Egg ‘S/t’

Vacation House Records 2003

Il grande successo che ha riscosso il nu-metal ‘spiritoso’ alla System Of A Down è da incolpare per un proliferare di bands che, raccogliendo l’eredità o meno, hanno abbracciato allegramente lo stile minestroso dei quattro armeni.
I marchigiani Egg in questo non sono da meno, e con 53 minuti ci deliziano con canzoni potenti spesso supportate da una base elettronica (o pseudo). E sui ritmi c’è da dire che fanno di tutto per solleticarvi i muscoli del collo in un headbanging furioso, peccato che i bassi non siano così potenti altrimenti c’era da buttar giù il tavolo.
I pezzi in sè si discostano volentieri dallo stile classico nu-metal (e meno male) per lasciare il posto a diverse influenze reggae/pop, come nell’ironica Egganova; un’italiana storia di una gallina che si ribella verso il padrone.
Ancora adesso cosa viene urlato dal cantante Antonio nei pezzi resta un mistero; soprattutto quando in inglese la voce, causa anche un secondo piano immeritato, diventa un’accozzaglia di urli e gorgoglii. In verità un po’ tutti gli strumenti sembrano abbassati in modo da non coprire e non far risaltare niente, non ho minimamente notato il basso ora che ci penso.
Ah a proposito ma c’era tra gli strumenti?

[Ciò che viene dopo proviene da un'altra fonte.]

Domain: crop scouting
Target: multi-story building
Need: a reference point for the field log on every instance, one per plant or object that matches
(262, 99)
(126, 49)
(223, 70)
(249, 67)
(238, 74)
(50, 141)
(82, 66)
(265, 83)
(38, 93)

Ecco sì sì.
Insomma causa incomprensibilità generale delle tematiche e leggero caos produttivo nessun pezzo può davvero colpire l’ascoltatore; se non appunto per follia intrinseca dei quattro marchigiani.
Comunque dal punto di vista strettamente musicale gli Egg se la cavano in scioltezza, molto più che la maggior parte delle bands del genere in circolazione al momento.